Permutation de la Flandre et de la Wallonie (2/3)

(Lire ici la première partie du récit de la permutation de la Flandre et de la Wallonie)

Burlet fut donc tiré de sa retraite et prié de remettre sa machine en marche.

Il fallut quelques jours à l’ingénieur pour effectuer les nouveaux réglages, d’autant plus que le Premier ministre avait expressément demandé que Bruxelles ne fût pas concernée par la permutation (cela l’aurait fâcheusement rapprochée des frontières allemandes et françaises.) Enfin, le soir du 11 octobre 1932, Renkin et ses ministres se rendirent dans le plus grand secret chez Burlet, dans la banlieue de Namur (qui à ce moment-là, et pour quelques heures encore, était situé à proximité de la frontière néerlandaise), puisque c’est dans le sous-sol de son petit pavillon qu’était entreposé le Rectificateur géodésique. Le savant serra le Premier ministre dans ses bras, expliquant que voir à nouveau fonctionner son appareil était le plus beau cadeau d’anniversaire qu’on eût pu lui faire (il venait de fêter son quatre-vingtième anniversaire.)

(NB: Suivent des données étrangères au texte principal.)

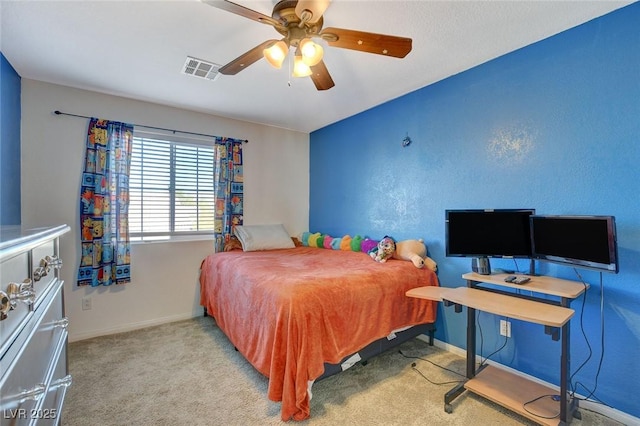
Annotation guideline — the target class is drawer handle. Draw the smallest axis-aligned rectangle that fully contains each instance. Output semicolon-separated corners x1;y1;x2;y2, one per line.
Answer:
0;290;11;321
6;278;36;309
33;266;49;281
40;256;62;269
2;383;47;410
33;256;62;281
51;317;69;329
49;374;73;390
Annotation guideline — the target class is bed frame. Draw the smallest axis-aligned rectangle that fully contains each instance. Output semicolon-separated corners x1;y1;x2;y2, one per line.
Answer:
203;308;436;382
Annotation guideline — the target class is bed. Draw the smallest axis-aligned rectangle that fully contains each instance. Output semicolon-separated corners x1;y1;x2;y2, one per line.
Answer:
200;243;438;421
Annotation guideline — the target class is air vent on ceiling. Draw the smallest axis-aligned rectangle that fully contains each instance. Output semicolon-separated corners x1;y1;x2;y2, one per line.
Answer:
182;56;221;80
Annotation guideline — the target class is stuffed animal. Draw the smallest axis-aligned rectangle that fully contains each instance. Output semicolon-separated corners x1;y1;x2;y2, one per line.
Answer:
331;237;342;250
322;235;333;249
351;235;363;251
393;239;438;271
360;238;379;253
340;234;352;251
369;236;396;263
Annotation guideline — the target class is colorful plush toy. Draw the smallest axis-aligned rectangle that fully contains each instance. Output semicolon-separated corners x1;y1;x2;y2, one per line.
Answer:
369;236;396;263
309;232;322;248
393;239;438;271
331;237;342;250
340;234;351;251
360;238;379;253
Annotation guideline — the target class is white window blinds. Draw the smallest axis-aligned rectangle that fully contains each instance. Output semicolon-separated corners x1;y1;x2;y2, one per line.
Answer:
129;137;215;240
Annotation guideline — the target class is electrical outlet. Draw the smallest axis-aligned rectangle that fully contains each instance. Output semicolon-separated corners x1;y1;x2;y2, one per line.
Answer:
82;296;91;311
500;320;511;337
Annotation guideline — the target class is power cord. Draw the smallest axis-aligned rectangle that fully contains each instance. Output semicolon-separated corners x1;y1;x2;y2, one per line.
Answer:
398;350;466;386
522;395;560;419
569;269;608;405
476;311;509;367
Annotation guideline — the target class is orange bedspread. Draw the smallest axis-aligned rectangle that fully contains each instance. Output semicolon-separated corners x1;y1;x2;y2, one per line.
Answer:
200;247;438;421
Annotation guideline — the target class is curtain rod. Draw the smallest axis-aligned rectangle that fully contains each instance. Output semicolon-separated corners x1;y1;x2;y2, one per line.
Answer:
53;110;249;143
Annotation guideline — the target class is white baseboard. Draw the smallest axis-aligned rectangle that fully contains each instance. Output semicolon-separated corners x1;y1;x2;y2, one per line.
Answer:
69;313;202;342
418;334;640;425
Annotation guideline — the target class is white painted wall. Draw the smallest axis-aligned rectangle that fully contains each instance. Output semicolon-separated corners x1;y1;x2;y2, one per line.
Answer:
21;79;309;341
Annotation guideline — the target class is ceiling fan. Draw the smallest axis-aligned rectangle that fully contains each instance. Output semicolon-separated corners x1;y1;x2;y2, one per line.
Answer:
202;0;412;90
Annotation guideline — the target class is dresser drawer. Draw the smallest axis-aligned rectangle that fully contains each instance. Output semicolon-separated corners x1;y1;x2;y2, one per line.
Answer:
0;252;32;358
0;280;67;425
32;344;72;426
30;240;62;309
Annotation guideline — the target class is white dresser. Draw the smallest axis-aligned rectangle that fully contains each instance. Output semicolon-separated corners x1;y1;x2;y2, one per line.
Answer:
0;225;71;426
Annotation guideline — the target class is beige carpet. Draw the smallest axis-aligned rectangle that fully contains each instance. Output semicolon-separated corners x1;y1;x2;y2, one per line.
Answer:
62;318;619;426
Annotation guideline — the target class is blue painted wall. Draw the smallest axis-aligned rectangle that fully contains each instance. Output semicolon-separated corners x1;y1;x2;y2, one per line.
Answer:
0;52;21;225
309;3;640;417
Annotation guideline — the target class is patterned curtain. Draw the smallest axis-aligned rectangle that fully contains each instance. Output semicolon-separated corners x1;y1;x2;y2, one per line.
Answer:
78;118;133;287
214;137;243;252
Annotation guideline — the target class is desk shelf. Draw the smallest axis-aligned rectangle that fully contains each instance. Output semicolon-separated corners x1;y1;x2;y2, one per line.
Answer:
464;365;560;425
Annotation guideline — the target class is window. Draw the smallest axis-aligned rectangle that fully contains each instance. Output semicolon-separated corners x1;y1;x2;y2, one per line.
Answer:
129;136;215;241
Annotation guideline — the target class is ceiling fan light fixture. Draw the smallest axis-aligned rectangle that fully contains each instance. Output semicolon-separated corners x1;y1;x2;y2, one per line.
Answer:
262;40;289;69
292;52;311;77
299;38;324;67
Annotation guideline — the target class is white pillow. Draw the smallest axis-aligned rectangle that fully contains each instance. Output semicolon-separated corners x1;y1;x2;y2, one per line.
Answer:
234;224;295;251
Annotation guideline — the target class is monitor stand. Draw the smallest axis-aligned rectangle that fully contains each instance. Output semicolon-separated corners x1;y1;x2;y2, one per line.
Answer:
527;259;538;277
471;257;491;275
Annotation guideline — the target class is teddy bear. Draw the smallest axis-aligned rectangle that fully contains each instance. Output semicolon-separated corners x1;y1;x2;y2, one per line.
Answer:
393;239;438;271
369;236;396;263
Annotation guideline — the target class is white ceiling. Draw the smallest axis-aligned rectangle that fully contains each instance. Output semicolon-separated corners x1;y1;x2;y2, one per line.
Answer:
0;0;633;133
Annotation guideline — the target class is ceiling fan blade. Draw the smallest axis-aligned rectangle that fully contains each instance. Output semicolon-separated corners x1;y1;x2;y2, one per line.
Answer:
309;61;335;90
218;40;278;75
296;0;331;24
320;28;412;58
201;0;282;26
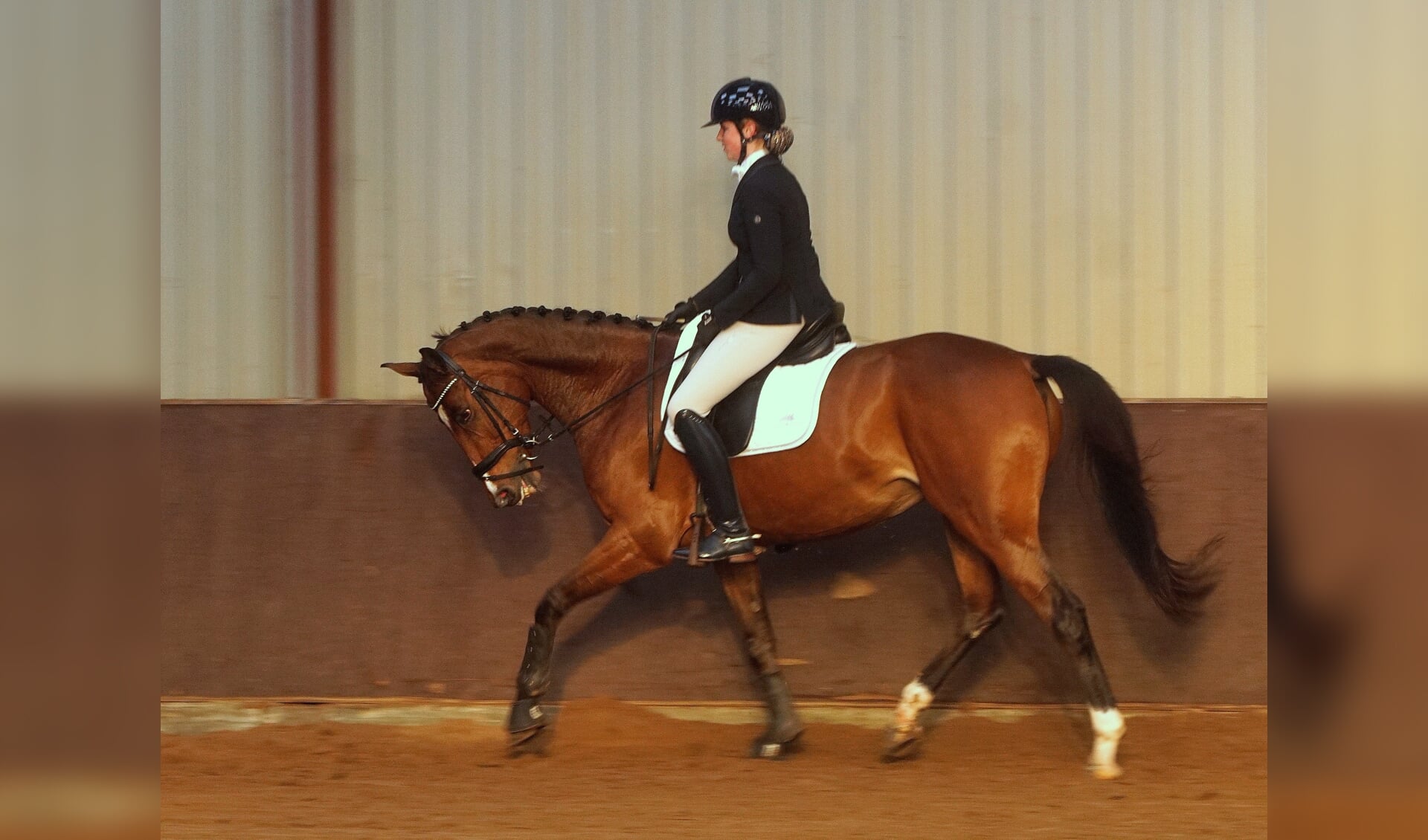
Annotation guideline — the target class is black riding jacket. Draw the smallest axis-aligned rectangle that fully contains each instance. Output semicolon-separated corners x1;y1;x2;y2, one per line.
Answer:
694;154;832;329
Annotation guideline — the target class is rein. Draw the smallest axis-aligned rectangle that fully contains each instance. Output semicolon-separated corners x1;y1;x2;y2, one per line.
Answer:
431;331;688;488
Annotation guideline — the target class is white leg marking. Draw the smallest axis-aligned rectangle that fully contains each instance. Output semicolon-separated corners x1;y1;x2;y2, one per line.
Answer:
897;680;933;731
1090;706;1125;779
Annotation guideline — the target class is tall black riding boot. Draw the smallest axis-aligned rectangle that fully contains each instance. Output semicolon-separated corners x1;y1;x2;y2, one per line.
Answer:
674;410;754;562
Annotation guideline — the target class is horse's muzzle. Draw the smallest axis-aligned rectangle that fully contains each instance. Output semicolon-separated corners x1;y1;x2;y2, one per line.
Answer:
484;462;540;508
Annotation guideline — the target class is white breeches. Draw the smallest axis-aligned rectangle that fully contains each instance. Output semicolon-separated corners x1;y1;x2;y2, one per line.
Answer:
666;321;803;445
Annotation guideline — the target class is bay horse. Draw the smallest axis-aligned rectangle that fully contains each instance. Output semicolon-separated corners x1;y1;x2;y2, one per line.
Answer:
383;306;1215;779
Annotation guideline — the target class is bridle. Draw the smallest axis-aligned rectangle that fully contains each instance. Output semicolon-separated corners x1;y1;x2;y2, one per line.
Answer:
431;339;688;486
431;348;542;481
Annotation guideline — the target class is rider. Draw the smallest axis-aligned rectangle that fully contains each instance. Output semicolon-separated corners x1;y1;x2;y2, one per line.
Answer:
664;77;834;560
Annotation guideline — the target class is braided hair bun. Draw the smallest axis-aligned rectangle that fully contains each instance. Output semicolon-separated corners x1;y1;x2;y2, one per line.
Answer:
764;126;794;155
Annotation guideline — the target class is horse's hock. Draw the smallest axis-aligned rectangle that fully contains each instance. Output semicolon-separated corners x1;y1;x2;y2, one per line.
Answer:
161;402;1267;705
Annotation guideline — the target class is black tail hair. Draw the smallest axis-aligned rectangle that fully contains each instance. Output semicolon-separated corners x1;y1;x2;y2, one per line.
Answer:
1031;357;1221;621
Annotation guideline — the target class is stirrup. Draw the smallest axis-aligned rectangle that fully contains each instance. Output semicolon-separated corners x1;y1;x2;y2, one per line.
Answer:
674;528;759;566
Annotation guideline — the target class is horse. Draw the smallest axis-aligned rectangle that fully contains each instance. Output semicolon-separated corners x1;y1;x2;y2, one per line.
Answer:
383;306;1217;779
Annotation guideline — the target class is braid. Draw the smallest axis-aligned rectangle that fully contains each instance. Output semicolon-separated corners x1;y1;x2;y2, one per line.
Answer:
764;126;794;155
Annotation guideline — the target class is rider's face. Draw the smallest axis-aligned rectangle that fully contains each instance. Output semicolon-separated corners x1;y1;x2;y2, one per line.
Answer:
717;120;740;161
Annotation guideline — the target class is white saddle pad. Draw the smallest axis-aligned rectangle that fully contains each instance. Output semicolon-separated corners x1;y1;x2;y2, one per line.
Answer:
660;321;858;456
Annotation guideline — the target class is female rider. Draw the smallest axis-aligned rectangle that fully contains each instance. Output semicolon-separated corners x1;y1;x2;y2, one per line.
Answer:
666;77;834;560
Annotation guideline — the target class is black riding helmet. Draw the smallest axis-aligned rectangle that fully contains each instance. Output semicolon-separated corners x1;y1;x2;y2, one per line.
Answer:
703;76;784;163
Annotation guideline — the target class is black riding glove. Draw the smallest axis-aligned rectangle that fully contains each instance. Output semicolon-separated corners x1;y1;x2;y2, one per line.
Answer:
664;298;700;325
689;312;720;355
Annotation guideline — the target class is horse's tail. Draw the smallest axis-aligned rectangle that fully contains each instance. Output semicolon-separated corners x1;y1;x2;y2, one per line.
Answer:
1031;350;1218;621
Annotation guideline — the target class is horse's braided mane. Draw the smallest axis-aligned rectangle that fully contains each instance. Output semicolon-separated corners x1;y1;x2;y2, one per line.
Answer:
431;306;654;342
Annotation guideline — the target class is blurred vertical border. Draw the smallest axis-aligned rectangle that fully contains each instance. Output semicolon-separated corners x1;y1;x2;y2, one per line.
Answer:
0;0;158;837
1265;0;1428;837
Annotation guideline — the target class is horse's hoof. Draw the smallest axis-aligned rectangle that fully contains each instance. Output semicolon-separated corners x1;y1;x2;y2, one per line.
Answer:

Une fois revenu de ses émotions, et tout en actionnant les manettes de sa machine, Burlet céda quelque peu à la nostalgie, et raconta aux ministres les craintes que lui avaient données le Rectificateur à l’époque de son premier essai :

« Je me demandais si la Corse permuterait véritablement avec la mer, ou si elle n’allait pas simplement être déplacée, expliquait-il en riant. Pensez donc, si ç’avait été le cas, un monstrueux raz-de-marée aurait englouti Marseille. »

L’anecdote détendit médiocrement une atmosphère qui se faisait grave et tendue à mesure que l’on approchait du moment fatidique.

« Et ça fonctionne comment ? demanda Cocq.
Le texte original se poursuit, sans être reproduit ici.